Credit bureaus have reduced the impact of many medical collections because medical debt often works differently from traditional loans. Many consumers end up with medical collections due to insurance disputes, billing errors, or emergency situations rather than reckless borrowing.
As a result, some smaller medical collections have already been removed from consumer credit reports. Paid medical collections are also treated more favorably than they once were.
But the video oversimplified the situation when it suggested medical debt no longer matters much at all.
Certain unpaid medical collections can still appear on credit reports and still affect lending decisions. Mortgage lenders, banks, and other creditors may still review those accounts during underwriting.
Consumers should not assume medical debt is completely harmless simply because the scoring rules changed.
The better takeaway is that the financial system is becoming more flexible in recognizing that medical emergencies are different from credit card debt.

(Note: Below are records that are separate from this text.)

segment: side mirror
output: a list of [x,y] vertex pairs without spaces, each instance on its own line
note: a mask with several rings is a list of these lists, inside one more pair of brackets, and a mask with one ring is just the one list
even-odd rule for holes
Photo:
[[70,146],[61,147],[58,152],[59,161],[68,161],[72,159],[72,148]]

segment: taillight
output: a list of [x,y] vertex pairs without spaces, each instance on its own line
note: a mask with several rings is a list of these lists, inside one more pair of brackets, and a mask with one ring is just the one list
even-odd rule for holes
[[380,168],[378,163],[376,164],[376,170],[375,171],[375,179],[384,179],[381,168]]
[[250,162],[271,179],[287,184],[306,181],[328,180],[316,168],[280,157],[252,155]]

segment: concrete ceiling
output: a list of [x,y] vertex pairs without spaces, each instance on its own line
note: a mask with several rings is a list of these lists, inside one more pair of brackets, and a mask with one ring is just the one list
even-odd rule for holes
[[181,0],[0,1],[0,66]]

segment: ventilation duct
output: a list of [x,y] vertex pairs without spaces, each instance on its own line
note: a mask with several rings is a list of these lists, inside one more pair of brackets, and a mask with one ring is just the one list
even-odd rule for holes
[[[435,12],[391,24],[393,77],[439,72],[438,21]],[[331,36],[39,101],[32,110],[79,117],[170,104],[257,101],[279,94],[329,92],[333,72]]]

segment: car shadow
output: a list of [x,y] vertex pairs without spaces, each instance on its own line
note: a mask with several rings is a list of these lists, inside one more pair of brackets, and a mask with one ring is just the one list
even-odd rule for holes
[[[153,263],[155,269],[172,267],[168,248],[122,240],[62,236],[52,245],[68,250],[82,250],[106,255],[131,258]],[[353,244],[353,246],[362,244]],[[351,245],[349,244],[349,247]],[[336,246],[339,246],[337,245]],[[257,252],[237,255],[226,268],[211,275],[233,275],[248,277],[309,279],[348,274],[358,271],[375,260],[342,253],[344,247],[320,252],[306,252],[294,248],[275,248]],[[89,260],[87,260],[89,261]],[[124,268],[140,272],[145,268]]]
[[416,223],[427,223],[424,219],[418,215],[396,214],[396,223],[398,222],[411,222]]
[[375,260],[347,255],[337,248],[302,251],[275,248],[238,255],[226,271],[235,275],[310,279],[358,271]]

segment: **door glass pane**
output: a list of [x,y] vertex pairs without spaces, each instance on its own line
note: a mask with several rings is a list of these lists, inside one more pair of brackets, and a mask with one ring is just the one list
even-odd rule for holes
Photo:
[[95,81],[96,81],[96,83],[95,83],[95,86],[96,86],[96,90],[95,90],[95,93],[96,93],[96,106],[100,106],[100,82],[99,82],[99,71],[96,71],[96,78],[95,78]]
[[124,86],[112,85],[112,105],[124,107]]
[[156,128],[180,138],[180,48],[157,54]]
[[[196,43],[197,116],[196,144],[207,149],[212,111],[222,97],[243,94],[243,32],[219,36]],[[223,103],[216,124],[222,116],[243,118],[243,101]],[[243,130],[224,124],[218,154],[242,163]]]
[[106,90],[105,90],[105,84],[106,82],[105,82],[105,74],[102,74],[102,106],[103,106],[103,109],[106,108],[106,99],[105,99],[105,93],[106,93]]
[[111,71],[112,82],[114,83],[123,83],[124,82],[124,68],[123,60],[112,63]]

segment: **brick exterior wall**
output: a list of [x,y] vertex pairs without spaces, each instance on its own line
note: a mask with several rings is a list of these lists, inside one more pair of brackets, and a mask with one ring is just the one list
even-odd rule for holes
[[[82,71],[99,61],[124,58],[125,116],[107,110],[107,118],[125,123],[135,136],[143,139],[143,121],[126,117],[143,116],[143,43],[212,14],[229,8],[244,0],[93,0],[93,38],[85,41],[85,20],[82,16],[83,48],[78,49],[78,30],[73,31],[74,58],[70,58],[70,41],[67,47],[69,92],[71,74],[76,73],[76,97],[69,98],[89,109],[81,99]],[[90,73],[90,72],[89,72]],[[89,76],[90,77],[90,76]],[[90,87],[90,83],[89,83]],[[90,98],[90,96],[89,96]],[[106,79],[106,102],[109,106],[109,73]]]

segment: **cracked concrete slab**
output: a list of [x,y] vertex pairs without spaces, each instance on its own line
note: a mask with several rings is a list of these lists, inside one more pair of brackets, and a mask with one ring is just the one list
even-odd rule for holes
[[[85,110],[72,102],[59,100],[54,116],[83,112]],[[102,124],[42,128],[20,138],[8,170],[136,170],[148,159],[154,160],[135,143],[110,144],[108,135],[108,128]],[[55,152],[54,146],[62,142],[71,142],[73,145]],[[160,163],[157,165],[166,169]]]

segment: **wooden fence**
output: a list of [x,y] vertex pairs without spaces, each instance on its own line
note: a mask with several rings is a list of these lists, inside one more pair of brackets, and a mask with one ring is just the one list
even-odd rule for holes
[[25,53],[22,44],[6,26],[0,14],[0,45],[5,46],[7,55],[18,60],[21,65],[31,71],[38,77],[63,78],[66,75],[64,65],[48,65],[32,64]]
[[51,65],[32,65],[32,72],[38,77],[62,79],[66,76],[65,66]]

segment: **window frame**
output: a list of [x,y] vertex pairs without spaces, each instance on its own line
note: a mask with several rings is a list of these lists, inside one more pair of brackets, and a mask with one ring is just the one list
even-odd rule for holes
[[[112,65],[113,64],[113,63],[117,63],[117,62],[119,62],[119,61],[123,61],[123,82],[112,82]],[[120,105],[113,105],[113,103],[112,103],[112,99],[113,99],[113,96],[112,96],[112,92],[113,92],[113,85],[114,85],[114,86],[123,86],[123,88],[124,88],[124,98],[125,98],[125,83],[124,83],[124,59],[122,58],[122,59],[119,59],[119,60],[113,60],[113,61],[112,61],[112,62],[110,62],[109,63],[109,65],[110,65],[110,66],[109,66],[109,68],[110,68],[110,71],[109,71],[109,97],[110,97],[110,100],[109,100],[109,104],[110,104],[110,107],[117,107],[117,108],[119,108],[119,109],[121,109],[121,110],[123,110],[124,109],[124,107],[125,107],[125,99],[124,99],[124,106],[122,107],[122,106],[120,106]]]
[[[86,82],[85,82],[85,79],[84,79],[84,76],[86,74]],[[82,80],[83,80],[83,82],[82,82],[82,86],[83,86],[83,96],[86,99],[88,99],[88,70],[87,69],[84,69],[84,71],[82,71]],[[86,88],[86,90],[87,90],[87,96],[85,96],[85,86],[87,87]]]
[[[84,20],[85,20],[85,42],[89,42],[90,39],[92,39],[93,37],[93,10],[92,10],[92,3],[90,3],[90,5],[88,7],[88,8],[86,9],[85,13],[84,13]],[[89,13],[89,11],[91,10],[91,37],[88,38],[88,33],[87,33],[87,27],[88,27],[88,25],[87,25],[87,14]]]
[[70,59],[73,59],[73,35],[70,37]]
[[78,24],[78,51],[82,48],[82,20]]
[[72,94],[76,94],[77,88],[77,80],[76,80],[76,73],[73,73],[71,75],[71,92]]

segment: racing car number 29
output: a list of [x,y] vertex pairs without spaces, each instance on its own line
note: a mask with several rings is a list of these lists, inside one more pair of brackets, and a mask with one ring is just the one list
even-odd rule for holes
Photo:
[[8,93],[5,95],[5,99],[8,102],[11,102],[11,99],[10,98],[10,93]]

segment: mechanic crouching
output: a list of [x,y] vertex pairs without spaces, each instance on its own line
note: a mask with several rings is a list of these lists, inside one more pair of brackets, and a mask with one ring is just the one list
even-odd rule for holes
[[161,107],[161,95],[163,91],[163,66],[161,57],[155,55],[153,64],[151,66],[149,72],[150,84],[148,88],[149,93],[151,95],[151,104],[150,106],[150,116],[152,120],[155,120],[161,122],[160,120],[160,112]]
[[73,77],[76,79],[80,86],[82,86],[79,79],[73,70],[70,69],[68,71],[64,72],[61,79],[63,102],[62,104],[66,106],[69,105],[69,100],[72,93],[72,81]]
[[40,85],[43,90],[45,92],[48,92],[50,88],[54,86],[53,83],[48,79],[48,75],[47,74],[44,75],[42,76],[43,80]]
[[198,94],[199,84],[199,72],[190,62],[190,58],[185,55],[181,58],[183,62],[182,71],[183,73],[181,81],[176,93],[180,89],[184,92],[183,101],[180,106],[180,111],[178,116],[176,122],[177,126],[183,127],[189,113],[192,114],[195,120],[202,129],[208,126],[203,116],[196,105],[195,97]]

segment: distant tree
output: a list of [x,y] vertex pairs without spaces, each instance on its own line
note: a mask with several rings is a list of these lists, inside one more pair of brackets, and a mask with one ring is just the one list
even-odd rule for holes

Fear is often used to sell services
Toward the end of the video, the speaker encouraged viewers to contact a credit repair company that would “do all the work for you.”
This is where consumers should slow down and think carefully.

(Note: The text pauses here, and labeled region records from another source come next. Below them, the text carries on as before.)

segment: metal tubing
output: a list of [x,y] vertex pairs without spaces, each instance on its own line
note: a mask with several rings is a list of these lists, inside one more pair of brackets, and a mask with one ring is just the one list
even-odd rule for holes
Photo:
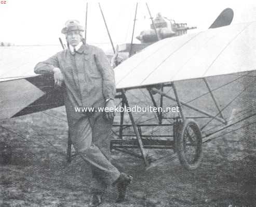
[[216,108],[217,108],[218,110],[219,111],[219,113],[220,114],[220,115],[224,120],[225,120],[225,124],[226,124],[227,122],[226,122],[226,120],[224,118],[223,115],[222,114],[222,113],[221,113],[221,110],[220,110],[220,109],[219,107],[219,106],[218,105],[217,101],[215,99],[215,97],[213,95],[213,94],[212,93],[212,92],[211,90],[211,88],[210,87],[210,85],[209,85],[209,83],[208,83],[207,80],[206,80],[206,79],[205,78],[204,78],[203,79],[204,79],[204,81],[205,81],[205,84],[206,85],[206,86],[207,87],[207,88],[209,90],[209,92],[211,94],[211,96],[212,98],[212,100],[213,100],[213,101],[215,103],[215,106],[216,106]]
[[[125,102],[125,105],[128,108],[128,107],[129,107],[129,103],[128,103],[127,99],[126,98],[126,96],[125,96],[125,90],[124,89],[122,89],[122,93],[123,96],[123,100]],[[143,144],[142,143],[142,141],[141,140],[141,138],[140,136],[140,134],[139,134],[139,131],[138,131],[137,126],[136,124],[135,123],[135,121],[133,119],[133,116],[132,116],[132,113],[131,112],[128,112],[128,114],[129,114],[129,116],[130,116],[130,119],[131,120],[131,122],[132,124],[133,130],[135,132],[135,134],[136,135],[136,137],[137,138],[138,142],[139,143],[139,146],[140,147],[140,151],[141,152],[141,155],[142,155],[142,157],[143,158],[144,162],[146,166],[147,166],[149,165],[149,162],[147,160],[146,158],[146,154],[145,154],[145,151],[144,150]]]
[[151,21],[152,22],[152,24],[153,24],[153,26],[154,27],[154,30],[155,31],[155,32],[156,33],[156,36],[157,37],[157,39],[158,40],[160,40],[160,38],[159,37],[158,34],[157,34],[157,32],[156,31],[155,23],[154,23],[154,21],[153,21],[153,18],[152,18],[152,16],[151,16],[151,13],[150,13],[150,8],[149,8],[149,5],[147,5],[147,3],[146,3],[146,7],[147,8],[147,10],[149,11],[149,13],[150,14],[150,19],[151,19]]
[[[161,91],[162,92],[164,92],[164,86],[162,85],[161,86]],[[164,96],[163,96],[163,95],[160,95],[161,96],[160,97],[160,107],[163,109],[163,98],[164,98]],[[163,111],[160,111],[160,122],[159,122],[159,124],[161,124],[162,123],[162,120],[163,120]]]
[[86,3],[86,13],[85,14],[85,41],[86,43],[86,34],[87,31],[87,11],[88,11],[88,2]]
[[115,47],[114,47],[114,44],[113,43],[112,39],[111,38],[111,36],[110,36],[109,28],[107,28],[107,25],[106,25],[106,20],[105,20],[105,17],[104,17],[103,12],[102,12],[102,10],[101,9],[100,3],[99,3],[99,7],[100,7],[100,12],[101,13],[101,15],[102,15],[102,18],[103,18],[105,26],[106,27],[106,32],[107,32],[107,34],[109,35],[109,37],[110,38],[110,42],[111,42],[111,45],[112,46],[113,51],[114,52],[114,54],[115,54],[116,53],[116,50],[115,50]]
[[175,98],[176,98],[176,102],[177,102],[178,106],[180,108],[180,113],[181,116],[181,119],[182,119],[182,121],[184,122],[185,121],[185,117],[184,117],[183,112],[181,108],[181,102],[180,101],[180,99],[179,99],[176,87],[175,86],[174,83],[173,82],[172,83],[172,89],[173,90],[173,92],[174,93]]
[[[125,107],[125,102],[122,100],[122,108]],[[122,111],[120,113],[121,117],[120,118],[120,126],[119,128],[119,139],[123,139],[123,127],[124,126],[124,115],[125,114],[124,111]]]
[[69,130],[68,137],[68,149],[66,150],[66,161],[68,162],[71,162],[71,146],[72,142],[70,136],[70,132]]
[[[176,99],[175,99],[174,98],[173,98],[171,96],[169,96],[168,95],[167,95],[164,92],[161,92],[159,90],[158,90],[156,88],[154,88],[154,91],[155,91],[156,93],[159,93],[159,94],[162,94],[164,96],[171,99],[171,100],[172,100],[174,101],[176,101]],[[184,102],[181,101],[181,100],[180,100],[180,103],[181,103],[182,105],[183,106],[185,106],[191,109],[193,109],[196,111],[197,111],[198,112],[200,112],[200,113],[203,113],[203,114],[205,114],[205,115],[206,115],[207,116],[208,116],[209,117],[212,117],[212,118],[214,118],[214,119],[215,119],[216,120],[218,120],[219,121],[219,122],[223,123],[223,124],[225,124],[225,121],[223,120],[222,119],[221,119],[221,118],[219,118],[218,117],[215,117],[215,116],[213,116],[213,115],[212,114],[209,114],[209,113],[207,113],[203,110],[200,110],[200,109],[198,109],[195,107],[193,107],[192,106],[191,106],[187,103],[185,103]]]
[[133,42],[133,35],[134,35],[134,30],[135,28],[135,22],[136,22],[136,16],[137,15],[137,8],[138,8],[138,2],[136,4],[136,9],[135,9],[135,16],[134,17],[134,22],[133,22],[133,28],[132,28],[132,35],[131,36],[131,47],[130,48],[130,52],[129,52],[129,57],[130,57],[131,55],[131,51],[132,50],[132,44]]
[[[150,97],[151,98],[151,100],[152,100],[153,104],[154,106],[156,108],[157,108],[157,105],[156,105],[156,101],[155,100],[155,99],[154,98],[154,97],[153,96],[153,94],[150,91],[150,89],[147,88],[147,91],[149,91],[149,93],[150,94]],[[161,123],[161,117],[160,117],[160,114],[159,113],[158,111],[156,111],[156,115],[157,115],[157,118],[158,119],[158,123],[160,124]]]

Fear is one of the most effective sales tools online. A creator warns people about a financial disaster, creates panic, then immediately offers a solution.
That does not automatically mean the company is fraudulent. Some credit repair services do help consumers organize disputes and improve bad habits. But consumers should understand that no company can legally erase accurate negative information from a credit report simply because someone pays a fee.
There are also many cases where consumers can dispute legitimate reporting errors on their own for free.
Anyone considering a credit repair service should research the company carefully, understand the costs, and avoid believing promises that sound too good to be true.
The real issue is behavior, not algorithms
The biggest lesson from this viral video has less to do with credit bureaus and more to do with consumer habits.
The truth is that most credit problems are not caused by new scoring systems. They are caused by too much debt, missed payments, maxed-out credit cards, and poor financial planning.
Newer scoring models simply make those patterns easier for lenders to see.
That may sound uncomfortable, but it also creates an opportunity. Consumers who build strong habits over time are more likely to benefit in the future.
That means paying bills on time, avoiding unnecessary debt, limiting the number of new accounts opened at once, and keeping credit card balances under control.
The financial system is always evolving. Technology changes. Scoring systems improve. Lending standards shift.
But the core principles of healthy credit remain the same.
Good financial behavior still matters more than any viral social media warning ever will.